Morador culpa prefeitura
O trecho onde se formou a cratera era um vale coberto de vegetação. Em 2000, era possível atravessar a pequena erosão, comum em áreas de cerrado. Mas a prefeitura da cidade teria canalizado as águas pluviais, que criavam lagoas no centro de Planaltina de Goiás, para a erosão. O que seria uma grota se transformou em um desastre, que hoje coloca em risco residências e a vida de moradores. ;Isso foi uma tragédia anunciada ao longo dos últimos anos;, afirmou Guiomaci Brandão, administradora do hospital particular, situado às margens da cratera.

Segundo ela, há mais de 10 anos que a direção do hospital e a associação de moradores do Setor Oeste pedem uma providências à prefeitura. Nada foi feito. A ravina se tornou uma vizinha inconveniente e perigosa. A terra que cai com as chuvas é levada para o Córrego Lambari, que está assoreado. ;As pessoas estão perdendo suas casas. Nós somos o primeiro hospital do município. Damos emprego para 30 famílias. O que vamos fazer com essas pessoas se formos interditados?

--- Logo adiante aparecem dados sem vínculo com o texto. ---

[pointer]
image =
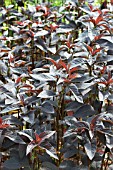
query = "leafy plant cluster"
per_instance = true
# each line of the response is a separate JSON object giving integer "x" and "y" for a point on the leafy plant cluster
{"x": 56, "y": 88}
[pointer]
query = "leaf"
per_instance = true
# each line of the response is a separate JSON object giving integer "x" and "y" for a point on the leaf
{"x": 12, "y": 163}
{"x": 70, "y": 153}
{"x": 46, "y": 134}
{"x": 28, "y": 133}
{"x": 30, "y": 147}
{"x": 48, "y": 165}
{"x": 109, "y": 141}
{"x": 9, "y": 109}
{"x": 43, "y": 77}
{"x": 47, "y": 107}
{"x": 73, "y": 106}
{"x": 84, "y": 111}
{"x": 90, "y": 148}
{"x": 52, "y": 154}
{"x": 29, "y": 116}
{"x": 76, "y": 93}
{"x": 46, "y": 94}
{"x": 41, "y": 33}
{"x": 15, "y": 138}
{"x": 98, "y": 19}
{"x": 63, "y": 65}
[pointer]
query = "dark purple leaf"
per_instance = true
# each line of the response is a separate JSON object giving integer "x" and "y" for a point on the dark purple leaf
{"x": 46, "y": 94}
{"x": 84, "y": 111}
{"x": 90, "y": 148}
{"x": 12, "y": 163}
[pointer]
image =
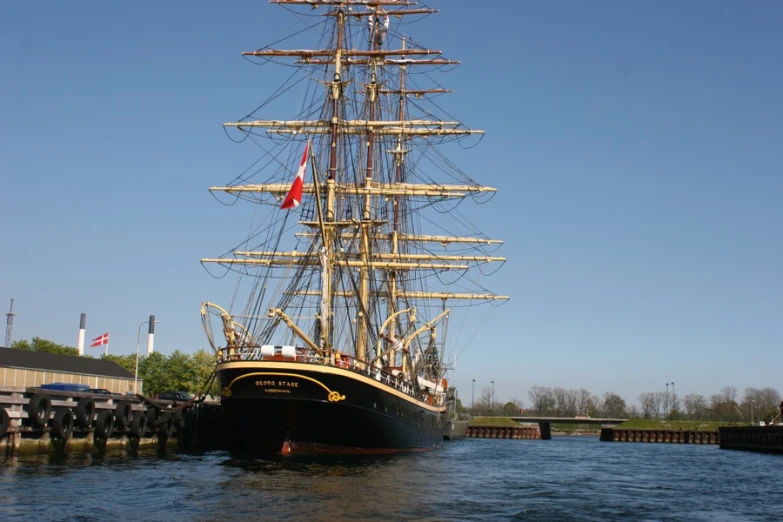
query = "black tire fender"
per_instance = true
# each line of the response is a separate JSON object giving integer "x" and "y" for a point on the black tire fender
{"x": 166, "y": 428}
{"x": 123, "y": 413}
{"x": 138, "y": 425}
{"x": 85, "y": 412}
{"x": 104, "y": 424}
{"x": 62, "y": 424}
{"x": 5, "y": 422}
{"x": 164, "y": 417}
{"x": 39, "y": 408}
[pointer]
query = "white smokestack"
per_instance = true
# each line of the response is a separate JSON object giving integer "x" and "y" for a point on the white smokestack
{"x": 82, "y": 322}
{"x": 151, "y": 336}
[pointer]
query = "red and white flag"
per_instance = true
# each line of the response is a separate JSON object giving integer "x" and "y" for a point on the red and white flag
{"x": 294, "y": 197}
{"x": 100, "y": 340}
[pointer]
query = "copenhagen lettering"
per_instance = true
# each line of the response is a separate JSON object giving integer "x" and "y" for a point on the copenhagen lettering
{"x": 279, "y": 384}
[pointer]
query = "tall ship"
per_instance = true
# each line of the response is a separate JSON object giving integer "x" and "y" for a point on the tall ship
{"x": 362, "y": 253}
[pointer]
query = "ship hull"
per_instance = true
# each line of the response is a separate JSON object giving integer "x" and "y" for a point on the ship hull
{"x": 288, "y": 408}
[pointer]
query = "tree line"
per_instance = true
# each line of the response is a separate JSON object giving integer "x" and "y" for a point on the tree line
{"x": 159, "y": 373}
{"x": 725, "y": 406}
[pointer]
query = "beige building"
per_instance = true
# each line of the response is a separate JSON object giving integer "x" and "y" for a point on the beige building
{"x": 20, "y": 368}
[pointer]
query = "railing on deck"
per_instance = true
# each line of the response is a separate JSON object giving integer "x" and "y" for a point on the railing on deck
{"x": 334, "y": 359}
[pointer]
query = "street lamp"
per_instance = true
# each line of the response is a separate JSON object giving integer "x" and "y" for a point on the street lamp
{"x": 138, "y": 340}
{"x": 666, "y": 403}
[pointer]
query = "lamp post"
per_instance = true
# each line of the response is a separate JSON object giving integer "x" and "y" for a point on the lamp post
{"x": 138, "y": 340}
{"x": 666, "y": 403}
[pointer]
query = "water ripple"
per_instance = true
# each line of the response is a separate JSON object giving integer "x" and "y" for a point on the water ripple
{"x": 565, "y": 479}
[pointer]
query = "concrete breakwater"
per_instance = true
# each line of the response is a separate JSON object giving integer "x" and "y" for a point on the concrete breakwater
{"x": 503, "y": 432}
{"x": 659, "y": 436}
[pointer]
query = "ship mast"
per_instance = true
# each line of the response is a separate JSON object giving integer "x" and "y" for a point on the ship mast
{"x": 349, "y": 243}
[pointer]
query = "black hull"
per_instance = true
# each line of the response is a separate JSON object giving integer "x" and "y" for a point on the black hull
{"x": 287, "y": 408}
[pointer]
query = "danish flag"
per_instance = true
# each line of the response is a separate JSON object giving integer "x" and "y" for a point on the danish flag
{"x": 100, "y": 340}
{"x": 294, "y": 197}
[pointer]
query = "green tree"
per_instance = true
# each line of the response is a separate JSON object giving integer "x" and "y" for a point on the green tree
{"x": 45, "y": 346}
{"x": 510, "y": 409}
{"x": 614, "y": 405}
{"x": 180, "y": 372}
{"x": 152, "y": 370}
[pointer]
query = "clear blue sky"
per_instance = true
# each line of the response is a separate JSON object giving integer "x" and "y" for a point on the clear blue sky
{"x": 636, "y": 147}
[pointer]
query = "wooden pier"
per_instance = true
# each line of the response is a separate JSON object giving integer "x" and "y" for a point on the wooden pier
{"x": 503, "y": 432}
{"x": 765, "y": 439}
{"x": 659, "y": 436}
{"x": 37, "y": 420}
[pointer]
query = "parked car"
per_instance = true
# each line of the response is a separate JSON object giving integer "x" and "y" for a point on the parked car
{"x": 65, "y": 386}
{"x": 174, "y": 396}
{"x": 102, "y": 391}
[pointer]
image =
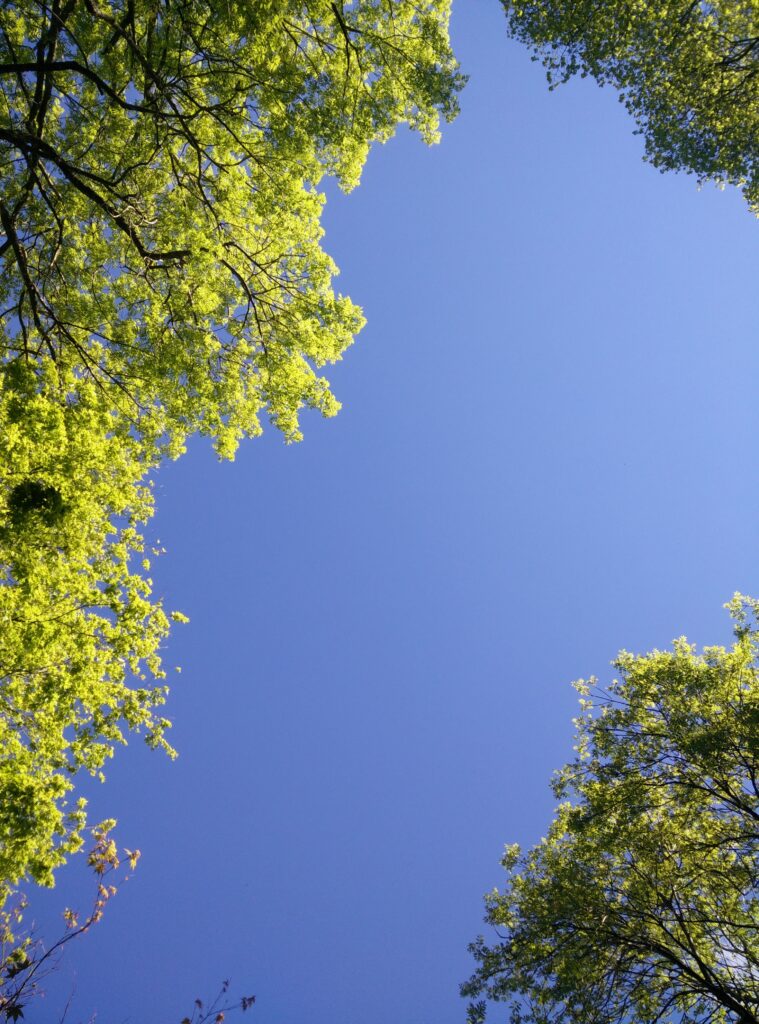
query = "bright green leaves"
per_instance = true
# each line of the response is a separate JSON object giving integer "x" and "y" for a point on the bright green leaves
{"x": 642, "y": 902}
{"x": 160, "y": 208}
{"x": 79, "y": 631}
{"x": 162, "y": 273}
{"x": 686, "y": 72}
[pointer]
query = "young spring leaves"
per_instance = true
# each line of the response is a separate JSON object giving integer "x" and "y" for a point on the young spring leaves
{"x": 642, "y": 901}
{"x": 685, "y": 71}
{"x": 161, "y": 272}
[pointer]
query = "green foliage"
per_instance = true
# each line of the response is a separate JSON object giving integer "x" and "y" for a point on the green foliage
{"x": 162, "y": 273}
{"x": 642, "y": 901}
{"x": 686, "y": 72}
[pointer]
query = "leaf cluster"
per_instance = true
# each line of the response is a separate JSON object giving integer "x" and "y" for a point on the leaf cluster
{"x": 686, "y": 71}
{"x": 642, "y": 901}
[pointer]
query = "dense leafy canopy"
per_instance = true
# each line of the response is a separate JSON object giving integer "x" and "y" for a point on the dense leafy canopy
{"x": 161, "y": 273}
{"x": 642, "y": 901}
{"x": 688, "y": 73}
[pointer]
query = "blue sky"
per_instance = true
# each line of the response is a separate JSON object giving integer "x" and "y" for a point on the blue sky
{"x": 547, "y": 452}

A prefeitura procura o governo do estado e da União, e nós ficamos sem respostas;, reclamou Guiomaci.

Omissão
Situado em uma área que tinha sido reservada para ser um setor hospitalar no início de Planaltina do Goiás, o hospital não está próximo o bastate da ravina para ser interditado, mas sem uma obra de contenção, o risco existe. Para a administradora da unidade, a maior causa do buraco não é a chuva, mas ;um total desinteresse e omissão das autoridades do município nos últimos 15 anos;.

O cirurgião-geral Wilson Brandão, dono do hospital, reclamou das manilhas que desembocam na erosão, trazendo a água de chuva do centro da cidade. ;Isso desgasta ainda mais a grota. É uma irresponsabilidade;, acusou.

O chacareiro José Gomes da Silva, 61 anos, tem, com o pai e os filhos, quatro chácaras à beira do abismo, onde criam gado leiteiro. Ele contou que a erosão ainda não ameaçou sua residência, e não cresceu na sua parte nos últimos anos, mas caso tenha que sair dali, exigirá que o município pague a ele, em dinheiro, tudo que investiu no lugar. ;Antigamente, pulávamos a grota para ir de um lado a outro, mas ninguém cuidou dela e ela cresceu. Agora virou esse problema. Lá dentro é pura lama;, contou.

A prefeitura quer que o Ministério da Integração Nacional reconheça o estado de emergência decretado dia 4 último e libere recursos para conter o avanço da cratera. De acordo com o procurador-geral de Planaltina de Goiás, Benedito Castro da Rocha, a expectativa é de que, até a próxima semana, a Secretaria Nacional de Defesa Civil, vinculada ao ministério, reconheça a decisão da prefeitura. ;Tínhamos reunião marcada com o secretário, Humberto Vianna, mas ele teve que ir a São Paulo para atender outras urgências. Mesmo assim, eles estão analisando nosso decreto. A fase seguinte será a liberação da verba;, explicou.